Since 2005, 73 deer have tested positive in Kansas. Hesting said about 24,800 have been tested through the years.

Hesting said two of the bucks who tested positive were mule deer, of which only 51 were tested last fall. The rest were whitetails. All were bucks at least 3 1/2 years old when they were shot. All seven of the southwest Kansas bucks appeared healthy to the hunters and the technician who took the sample tissue or glands.

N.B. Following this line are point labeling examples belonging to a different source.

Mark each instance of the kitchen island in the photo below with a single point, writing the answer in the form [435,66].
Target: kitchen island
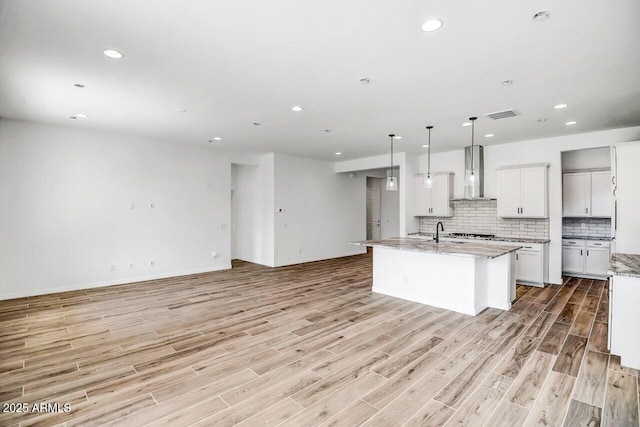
[459,276]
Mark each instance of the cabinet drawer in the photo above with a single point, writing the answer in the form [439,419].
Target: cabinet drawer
[598,243]
[531,247]
[573,242]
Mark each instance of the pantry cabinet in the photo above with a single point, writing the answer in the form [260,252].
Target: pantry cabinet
[586,194]
[435,201]
[522,192]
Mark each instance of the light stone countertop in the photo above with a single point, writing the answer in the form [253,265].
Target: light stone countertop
[587,238]
[624,265]
[476,250]
[495,238]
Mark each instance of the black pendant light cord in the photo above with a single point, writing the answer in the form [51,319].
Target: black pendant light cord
[391,135]
[429,153]
[473,119]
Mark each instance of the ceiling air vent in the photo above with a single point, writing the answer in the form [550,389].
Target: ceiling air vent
[504,114]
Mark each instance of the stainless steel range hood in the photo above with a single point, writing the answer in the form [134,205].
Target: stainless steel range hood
[474,191]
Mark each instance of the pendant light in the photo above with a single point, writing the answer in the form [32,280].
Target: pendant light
[472,173]
[392,181]
[428,179]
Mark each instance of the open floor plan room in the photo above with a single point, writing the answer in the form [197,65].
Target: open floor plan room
[310,344]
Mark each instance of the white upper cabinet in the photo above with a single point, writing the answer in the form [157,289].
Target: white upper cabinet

Lloyd Fox, Wildlife and Parks big game program coordinator, said initially most animals found with the disease in northwest Kansas appeared healthy. More and more are being found showing weakness, poor physical conditions or wandering aimlessly in that region because of the disease.

So far the disease hasn’t had much of an impact on the deer population in Kansas. Fox said that could change.

“The first few years, we see little impact, but most of us think it will, in decades, have to have a population effect as the environment becomes more contaminated,” he said. “When that happens, populations won’t jump back quickly from this. It’s a terrible disease.”